About half an hour later, I trudged up a slight incline toward the Tenderloin Police Precinct. Classy apartment buildings lined the streets with a mix of houses that looked as if they were run by slumlords. Walls of graffiti-plastered seedy bars and hotels sprouted up on either side of the street as well as plenty of liquor stores and little markets. People doing drugs in broad daylight, I stepped over cigarette butts and used needles and syringes tossed onto the sidewalks. I sidestepped an emaciated, ropy-haired junky and a vacant-eyed prostitute hanging out underneath a giant pink leg suspended over a sign advertising “Live Nude Girls.” The whole street nauseated me with the smells of rotten garbage, vomit, pee, and poop. I wanted to take a shower and burn my shoes and clothes, but first I wanted to find River. And then some creepy guy with shocking wild hair who was wearing tattered rags grabbed me by the shoulder, but I kicked him in the shins and took off running.
As I neared the police station just around the corner, I stepped into a laundromat to catch my breath and look for a bathroom. I followed a sign for one in the back where someone camped out on the floor at the entrance.

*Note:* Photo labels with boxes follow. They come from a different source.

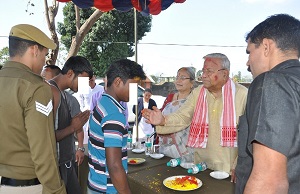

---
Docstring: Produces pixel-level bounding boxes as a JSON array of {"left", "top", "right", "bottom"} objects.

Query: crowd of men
[{"left": 0, "top": 14, "right": 300, "bottom": 194}]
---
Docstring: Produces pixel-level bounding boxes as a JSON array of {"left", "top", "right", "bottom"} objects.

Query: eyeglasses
[
  {"left": 202, "top": 68, "right": 226, "bottom": 76},
  {"left": 176, "top": 76, "right": 191, "bottom": 81}
]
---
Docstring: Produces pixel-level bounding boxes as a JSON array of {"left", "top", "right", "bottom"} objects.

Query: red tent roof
[{"left": 57, "top": 0, "right": 186, "bottom": 15}]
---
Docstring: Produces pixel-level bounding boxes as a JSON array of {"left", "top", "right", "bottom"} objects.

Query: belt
[{"left": 1, "top": 177, "right": 41, "bottom": 187}]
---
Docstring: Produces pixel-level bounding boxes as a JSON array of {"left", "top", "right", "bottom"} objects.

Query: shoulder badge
[{"left": 35, "top": 100, "right": 53, "bottom": 116}]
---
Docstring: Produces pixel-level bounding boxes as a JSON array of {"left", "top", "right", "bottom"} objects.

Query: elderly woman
[{"left": 159, "top": 67, "right": 195, "bottom": 160}]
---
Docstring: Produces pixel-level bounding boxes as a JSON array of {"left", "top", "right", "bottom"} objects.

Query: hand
[
  {"left": 230, "top": 169, "right": 236, "bottom": 183},
  {"left": 71, "top": 110, "right": 90, "bottom": 133},
  {"left": 142, "top": 106, "right": 165, "bottom": 125},
  {"left": 75, "top": 150, "right": 84, "bottom": 166}
]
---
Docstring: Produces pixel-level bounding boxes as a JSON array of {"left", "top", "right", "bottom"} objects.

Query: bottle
[
  {"left": 167, "top": 158, "right": 181, "bottom": 167},
  {"left": 145, "top": 134, "right": 152, "bottom": 156},
  {"left": 127, "top": 131, "right": 132, "bottom": 150},
  {"left": 188, "top": 162, "right": 207, "bottom": 174}
]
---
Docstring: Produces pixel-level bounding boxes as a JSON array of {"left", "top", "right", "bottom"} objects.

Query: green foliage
[
  {"left": 58, "top": 3, "right": 152, "bottom": 77},
  {"left": 0, "top": 47, "right": 9, "bottom": 66}
]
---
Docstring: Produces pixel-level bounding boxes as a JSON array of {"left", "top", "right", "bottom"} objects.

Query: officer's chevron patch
[{"left": 35, "top": 100, "right": 53, "bottom": 116}]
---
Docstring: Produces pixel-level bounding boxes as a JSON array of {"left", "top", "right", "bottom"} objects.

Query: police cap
[{"left": 9, "top": 24, "right": 56, "bottom": 50}]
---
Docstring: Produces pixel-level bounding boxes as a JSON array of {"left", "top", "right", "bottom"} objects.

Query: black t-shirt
[{"left": 235, "top": 60, "right": 300, "bottom": 194}]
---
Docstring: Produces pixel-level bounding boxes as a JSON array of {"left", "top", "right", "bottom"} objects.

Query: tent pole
[{"left": 134, "top": 8, "right": 139, "bottom": 142}]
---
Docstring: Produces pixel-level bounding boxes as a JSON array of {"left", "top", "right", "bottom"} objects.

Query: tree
[
  {"left": 58, "top": 3, "right": 152, "bottom": 77},
  {"left": 0, "top": 47, "right": 9, "bottom": 66}
]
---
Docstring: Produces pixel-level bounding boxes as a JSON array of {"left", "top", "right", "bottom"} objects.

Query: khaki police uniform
[
  {"left": 0, "top": 24, "right": 66, "bottom": 194},
  {"left": 0, "top": 62, "right": 64, "bottom": 193}
]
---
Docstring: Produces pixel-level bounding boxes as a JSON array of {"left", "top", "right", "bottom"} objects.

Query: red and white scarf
[{"left": 187, "top": 79, "right": 237, "bottom": 148}]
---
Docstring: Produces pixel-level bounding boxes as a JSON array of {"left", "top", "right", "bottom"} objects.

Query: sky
[{"left": 0, "top": 0, "right": 300, "bottom": 78}]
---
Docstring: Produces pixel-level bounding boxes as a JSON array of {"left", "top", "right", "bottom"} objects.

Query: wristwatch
[{"left": 77, "top": 147, "right": 85, "bottom": 152}]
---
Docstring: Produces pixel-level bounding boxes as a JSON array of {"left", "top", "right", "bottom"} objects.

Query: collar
[
  {"left": 102, "top": 93, "right": 125, "bottom": 111},
  {"left": 2, "top": 61, "right": 43, "bottom": 79}
]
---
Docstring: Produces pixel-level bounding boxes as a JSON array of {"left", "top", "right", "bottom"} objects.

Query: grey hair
[
  {"left": 177, "top": 67, "right": 196, "bottom": 81},
  {"left": 203, "top": 53, "right": 230, "bottom": 70}
]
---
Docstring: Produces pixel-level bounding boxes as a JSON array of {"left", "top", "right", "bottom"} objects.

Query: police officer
[{"left": 0, "top": 24, "right": 66, "bottom": 194}]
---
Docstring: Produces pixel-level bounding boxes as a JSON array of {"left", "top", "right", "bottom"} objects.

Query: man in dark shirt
[
  {"left": 235, "top": 14, "right": 300, "bottom": 194},
  {"left": 49, "top": 56, "right": 93, "bottom": 194}
]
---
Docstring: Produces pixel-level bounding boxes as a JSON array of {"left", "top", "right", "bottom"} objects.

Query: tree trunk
[
  {"left": 44, "top": 0, "right": 59, "bottom": 65},
  {"left": 67, "top": 8, "right": 103, "bottom": 58}
]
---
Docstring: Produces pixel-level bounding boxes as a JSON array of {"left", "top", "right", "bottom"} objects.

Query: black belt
[{"left": 1, "top": 177, "right": 41, "bottom": 187}]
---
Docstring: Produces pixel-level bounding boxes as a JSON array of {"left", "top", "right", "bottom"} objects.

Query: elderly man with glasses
[{"left": 143, "top": 53, "right": 247, "bottom": 181}]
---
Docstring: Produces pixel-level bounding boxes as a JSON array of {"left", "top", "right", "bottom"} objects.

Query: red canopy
[{"left": 57, "top": 0, "right": 185, "bottom": 15}]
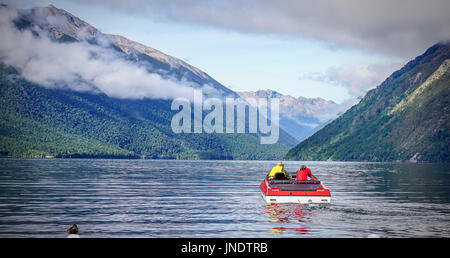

Inside a filthy restroom, I didn’t recognize my guilty face as I looked into a smudged cracked mirror. I reached into my pocket for my matches. Lighting one, I blew it out and then used the black sulfur to line my eyes like River had taught me. I wanted to look older.
But as soon as I walked out and turned the corner, I felt like a scared little girl again. Headed toward the police station, I’d stepped back into my childhood, back to the Glendale Police Department where they’d been holding my father for driving drunk for something I used to think I’d caused. Never mind what he’d done to us at home before he drove off and crashed into the “Welcome to Glendale” sign on Verdugo. And now here I was again, but this time I was here for River and for something I’d caused. I would turn myself in.
Sucking in a breath of courage, I approached the counter and stared into the balding head of a clerk bent over some paperwork. I cleared my throat. “Excuse me, sir?”
Without lifting his shiny dome, he peeked up over his glasses and furrowed his caterpillar dark eyebrows like he didn’t want to lose his place, like he didn’t have time for me.
“I’m looking for Riv—I mean Levi Smith. Is he being held here?”
He pushed back in his chair, looked around his desk, and then under it. “I don’t see him here. Do you?”